Among the most significant aspects of this agreement, it is worth noting that the State informed María Nicolasa García Reynoso about progress made in the investigation of these events and about the status of various judicial proceedings. The Commission notes that both parties have acknowledged that several convictions have been issued in high-impact cases, all of them major outcomes of this friendly settlement process.
The Inter-American Commission closely followed the implementation of the friendly settlement that was agreed in this case. The IACHR commended both parties on their efforts in negotiations and, later, during the monitoring stage of the friendly settlement agreement. Based on information provided by the parties during the monitoring process, the IACHR declared that full compliance had been attained and ended its supervision of compliance with this friendly settlement agreement.
The Commission commends the Mexican State on its efforts to solve cases that are taken before the petition and case system—through its friendly settlement mechanism—and congratulates it for its work to achieve the full implementation of this friendly settlement agreement. The IACHR further congratulates the petitioning party for all its efforts to contribute to improving the friendly settlement procedure.

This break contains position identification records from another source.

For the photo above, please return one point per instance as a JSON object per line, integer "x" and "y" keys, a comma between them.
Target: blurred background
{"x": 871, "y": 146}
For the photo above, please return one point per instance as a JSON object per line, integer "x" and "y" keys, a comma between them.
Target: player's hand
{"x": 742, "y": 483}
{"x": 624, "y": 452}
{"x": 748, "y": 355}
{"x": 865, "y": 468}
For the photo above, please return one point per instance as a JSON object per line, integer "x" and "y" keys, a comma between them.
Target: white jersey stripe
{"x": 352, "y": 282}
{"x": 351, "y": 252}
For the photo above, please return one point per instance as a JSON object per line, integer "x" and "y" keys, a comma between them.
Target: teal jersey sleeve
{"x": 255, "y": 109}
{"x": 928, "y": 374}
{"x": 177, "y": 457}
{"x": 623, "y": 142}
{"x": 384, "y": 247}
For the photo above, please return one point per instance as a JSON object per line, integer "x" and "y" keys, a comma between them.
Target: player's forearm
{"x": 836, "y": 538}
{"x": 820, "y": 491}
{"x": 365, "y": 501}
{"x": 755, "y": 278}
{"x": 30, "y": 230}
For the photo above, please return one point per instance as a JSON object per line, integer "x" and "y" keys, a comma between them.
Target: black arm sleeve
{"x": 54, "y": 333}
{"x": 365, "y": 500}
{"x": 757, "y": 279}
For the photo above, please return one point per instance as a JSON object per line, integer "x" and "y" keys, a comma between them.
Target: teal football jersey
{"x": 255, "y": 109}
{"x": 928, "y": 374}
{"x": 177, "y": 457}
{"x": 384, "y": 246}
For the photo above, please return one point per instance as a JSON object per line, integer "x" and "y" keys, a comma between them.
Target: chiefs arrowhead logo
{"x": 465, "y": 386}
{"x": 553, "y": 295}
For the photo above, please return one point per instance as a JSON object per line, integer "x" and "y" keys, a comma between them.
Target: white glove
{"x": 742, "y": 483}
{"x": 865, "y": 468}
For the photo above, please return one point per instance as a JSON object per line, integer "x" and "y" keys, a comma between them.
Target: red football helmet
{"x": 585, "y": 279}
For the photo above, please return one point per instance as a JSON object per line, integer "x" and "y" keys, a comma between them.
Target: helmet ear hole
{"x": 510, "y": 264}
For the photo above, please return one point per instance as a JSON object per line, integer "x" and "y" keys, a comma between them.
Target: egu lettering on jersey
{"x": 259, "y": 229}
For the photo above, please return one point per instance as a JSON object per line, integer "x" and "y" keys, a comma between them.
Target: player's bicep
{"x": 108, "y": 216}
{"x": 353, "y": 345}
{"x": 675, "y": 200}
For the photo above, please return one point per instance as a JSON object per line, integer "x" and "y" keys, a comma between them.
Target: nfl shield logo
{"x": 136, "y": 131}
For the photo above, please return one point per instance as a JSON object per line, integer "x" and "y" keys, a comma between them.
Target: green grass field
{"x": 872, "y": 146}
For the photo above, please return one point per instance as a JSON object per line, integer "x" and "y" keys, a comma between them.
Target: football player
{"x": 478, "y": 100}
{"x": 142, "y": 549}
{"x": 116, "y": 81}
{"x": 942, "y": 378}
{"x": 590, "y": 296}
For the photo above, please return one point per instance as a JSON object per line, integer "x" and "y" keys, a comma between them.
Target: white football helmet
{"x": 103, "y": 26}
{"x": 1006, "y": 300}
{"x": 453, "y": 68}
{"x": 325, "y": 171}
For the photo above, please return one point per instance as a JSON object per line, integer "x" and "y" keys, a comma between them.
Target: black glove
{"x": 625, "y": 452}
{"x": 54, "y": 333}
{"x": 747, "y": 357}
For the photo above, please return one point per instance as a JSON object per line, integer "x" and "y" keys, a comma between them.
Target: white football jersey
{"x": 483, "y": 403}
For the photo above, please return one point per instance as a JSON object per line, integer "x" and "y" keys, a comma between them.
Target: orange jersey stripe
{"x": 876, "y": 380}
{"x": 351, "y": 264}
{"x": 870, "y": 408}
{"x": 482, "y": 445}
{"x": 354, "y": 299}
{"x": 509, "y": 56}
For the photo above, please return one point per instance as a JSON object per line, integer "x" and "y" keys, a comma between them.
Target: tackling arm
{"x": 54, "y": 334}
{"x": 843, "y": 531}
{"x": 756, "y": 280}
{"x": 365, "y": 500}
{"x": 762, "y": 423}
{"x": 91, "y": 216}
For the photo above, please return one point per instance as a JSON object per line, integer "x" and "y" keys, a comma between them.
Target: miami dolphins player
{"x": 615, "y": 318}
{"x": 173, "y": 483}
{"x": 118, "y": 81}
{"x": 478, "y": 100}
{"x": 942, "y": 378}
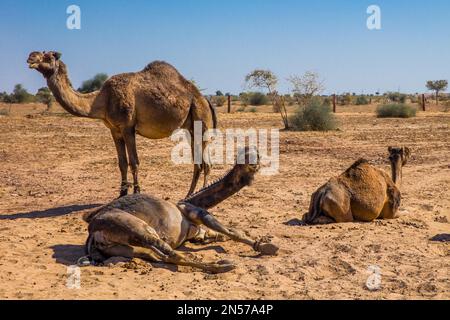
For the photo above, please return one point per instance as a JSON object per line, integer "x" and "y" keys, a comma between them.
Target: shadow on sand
{"x": 49, "y": 213}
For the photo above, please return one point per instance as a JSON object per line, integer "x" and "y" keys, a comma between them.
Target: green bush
{"x": 219, "y": 100}
{"x": 316, "y": 116}
{"x": 361, "y": 100}
{"x": 396, "y": 110}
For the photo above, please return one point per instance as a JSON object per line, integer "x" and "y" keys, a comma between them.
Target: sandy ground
{"x": 55, "y": 168}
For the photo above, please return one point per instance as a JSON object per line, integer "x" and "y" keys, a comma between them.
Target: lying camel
{"x": 361, "y": 193}
{"x": 150, "y": 228}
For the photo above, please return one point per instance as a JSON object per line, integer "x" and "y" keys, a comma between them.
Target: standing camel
{"x": 361, "y": 193}
{"x": 152, "y": 103}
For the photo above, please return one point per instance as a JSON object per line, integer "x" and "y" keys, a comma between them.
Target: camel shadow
{"x": 48, "y": 213}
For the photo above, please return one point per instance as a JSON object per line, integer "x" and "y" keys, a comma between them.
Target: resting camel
{"x": 150, "y": 228}
{"x": 361, "y": 193}
{"x": 152, "y": 103}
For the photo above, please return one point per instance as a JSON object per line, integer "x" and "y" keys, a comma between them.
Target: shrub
{"x": 316, "y": 116}
{"x": 345, "y": 100}
{"x": 93, "y": 84}
{"x": 258, "y": 99}
{"x": 396, "y": 110}
{"x": 219, "y": 100}
{"x": 361, "y": 100}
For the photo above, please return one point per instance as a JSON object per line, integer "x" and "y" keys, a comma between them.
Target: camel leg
{"x": 129, "y": 135}
{"x": 205, "y": 236}
{"x": 123, "y": 161}
{"x": 200, "y": 216}
{"x": 195, "y": 178}
{"x": 117, "y": 230}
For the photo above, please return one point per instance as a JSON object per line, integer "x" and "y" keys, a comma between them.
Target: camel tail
{"x": 315, "y": 206}
{"x": 213, "y": 113}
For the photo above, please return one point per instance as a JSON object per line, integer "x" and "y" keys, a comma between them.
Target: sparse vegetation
{"x": 362, "y": 100}
{"x": 396, "y": 110}
{"x": 45, "y": 96}
{"x": 316, "y": 116}
{"x": 345, "y": 99}
{"x": 306, "y": 86}
{"x": 266, "y": 79}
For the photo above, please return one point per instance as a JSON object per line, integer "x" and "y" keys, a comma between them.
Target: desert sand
{"x": 54, "y": 168}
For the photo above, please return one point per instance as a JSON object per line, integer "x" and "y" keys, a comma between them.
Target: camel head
{"x": 46, "y": 63}
{"x": 399, "y": 155}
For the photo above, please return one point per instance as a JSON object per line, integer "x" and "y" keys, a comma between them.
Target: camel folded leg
{"x": 116, "y": 231}
{"x": 200, "y": 216}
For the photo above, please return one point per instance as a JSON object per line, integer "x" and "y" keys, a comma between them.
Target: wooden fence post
{"x": 334, "y": 103}
{"x": 423, "y": 102}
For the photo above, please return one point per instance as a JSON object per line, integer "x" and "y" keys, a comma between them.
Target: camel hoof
{"x": 268, "y": 249}
{"x": 123, "y": 193}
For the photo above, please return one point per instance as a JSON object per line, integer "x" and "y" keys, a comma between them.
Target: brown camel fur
{"x": 152, "y": 103}
{"x": 361, "y": 193}
{"x": 150, "y": 228}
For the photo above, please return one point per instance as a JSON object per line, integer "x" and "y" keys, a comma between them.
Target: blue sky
{"x": 218, "y": 42}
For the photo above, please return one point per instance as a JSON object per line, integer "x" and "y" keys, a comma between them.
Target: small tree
{"x": 93, "y": 84}
{"x": 437, "y": 86}
{"x": 45, "y": 96}
{"x": 267, "y": 80}
{"x": 306, "y": 86}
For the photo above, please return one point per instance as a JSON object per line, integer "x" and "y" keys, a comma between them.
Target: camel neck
{"x": 77, "y": 104}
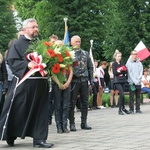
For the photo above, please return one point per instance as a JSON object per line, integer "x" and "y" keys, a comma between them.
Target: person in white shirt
{"x": 103, "y": 65}
{"x": 113, "y": 91}
{"x": 145, "y": 84}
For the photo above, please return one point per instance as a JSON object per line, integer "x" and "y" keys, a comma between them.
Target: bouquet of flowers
{"x": 58, "y": 59}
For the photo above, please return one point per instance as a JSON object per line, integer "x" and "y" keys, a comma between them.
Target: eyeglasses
{"x": 33, "y": 27}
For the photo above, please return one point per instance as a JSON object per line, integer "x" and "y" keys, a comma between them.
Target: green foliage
{"x": 7, "y": 25}
{"x": 130, "y": 24}
{"x": 112, "y": 24}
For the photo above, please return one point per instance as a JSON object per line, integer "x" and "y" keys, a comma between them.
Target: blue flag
{"x": 66, "y": 36}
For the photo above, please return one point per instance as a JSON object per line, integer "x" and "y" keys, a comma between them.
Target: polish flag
{"x": 142, "y": 51}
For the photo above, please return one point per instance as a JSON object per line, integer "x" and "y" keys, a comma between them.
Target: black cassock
{"x": 28, "y": 113}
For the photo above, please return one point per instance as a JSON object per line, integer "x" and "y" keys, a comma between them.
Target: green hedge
{"x": 106, "y": 99}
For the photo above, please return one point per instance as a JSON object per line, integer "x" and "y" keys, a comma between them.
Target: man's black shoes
{"x": 139, "y": 111}
{"x": 85, "y": 126}
{"x": 43, "y": 145}
{"x": 72, "y": 127}
{"x": 10, "y": 141}
{"x": 120, "y": 113}
{"x": 125, "y": 111}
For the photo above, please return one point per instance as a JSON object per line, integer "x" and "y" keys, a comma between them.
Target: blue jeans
{"x": 145, "y": 89}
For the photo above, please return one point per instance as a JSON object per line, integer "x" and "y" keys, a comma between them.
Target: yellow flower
{"x": 56, "y": 50}
{"x": 62, "y": 66}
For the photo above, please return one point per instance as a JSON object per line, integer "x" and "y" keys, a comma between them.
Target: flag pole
{"x": 65, "y": 20}
{"x": 91, "y": 54}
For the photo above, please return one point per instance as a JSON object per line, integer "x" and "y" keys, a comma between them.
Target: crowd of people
{"x": 28, "y": 108}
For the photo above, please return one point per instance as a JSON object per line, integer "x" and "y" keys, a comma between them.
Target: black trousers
{"x": 120, "y": 87}
{"x": 51, "y": 105}
{"x": 137, "y": 94}
{"x": 95, "y": 90}
{"x": 61, "y": 102}
{"x": 82, "y": 90}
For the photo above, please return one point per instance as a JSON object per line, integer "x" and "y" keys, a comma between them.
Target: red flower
{"x": 51, "y": 53}
{"x": 67, "y": 54}
{"x": 56, "y": 68}
{"x": 60, "y": 58}
{"x": 47, "y": 44}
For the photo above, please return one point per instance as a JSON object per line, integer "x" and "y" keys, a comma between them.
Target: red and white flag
{"x": 142, "y": 51}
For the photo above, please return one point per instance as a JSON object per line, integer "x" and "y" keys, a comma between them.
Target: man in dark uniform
{"x": 82, "y": 73}
{"x": 25, "y": 110}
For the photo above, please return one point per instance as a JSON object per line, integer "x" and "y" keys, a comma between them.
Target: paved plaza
{"x": 110, "y": 132}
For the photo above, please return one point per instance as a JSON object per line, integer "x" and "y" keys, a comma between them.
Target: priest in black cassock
{"x": 25, "y": 111}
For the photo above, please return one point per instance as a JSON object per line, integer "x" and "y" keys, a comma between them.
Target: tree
{"x": 84, "y": 19}
{"x": 131, "y": 26}
{"x": 7, "y": 24}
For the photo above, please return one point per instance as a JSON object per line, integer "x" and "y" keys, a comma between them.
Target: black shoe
{"x": 94, "y": 108}
{"x": 131, "y": 111}
{"x": 43, "y": 145}
{"x": 139, "y": 111}
{"x": 49, "y": 122}
{"x": 59, "y": 130}
{"x": 112, "y": 106}
{"x": 10, "y": 141}
{"x": 72, "y": 127}
{"x": 125, "y": 111}
{"x": 65, "y": 130}
{"x": 85, "y": 126}
{"x": 120, "y": 113}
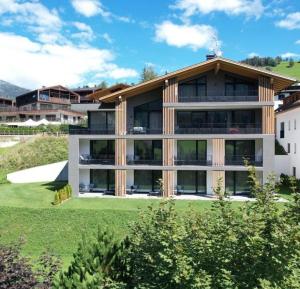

A principal, autonomous body of the Organization of American States (OAS), the IACHR derives its mandate from the OAS Charter and the American Convention on Human Rights. The Inter-American Commission has a mandate to promote respect for and to defend human rights in the region and acts as a consultative body to the OAS in this area. The Commission is composed of seven independent members who are elected in an individual capacity by the OAS General Assembly and who do not represent their countries of origin or residence.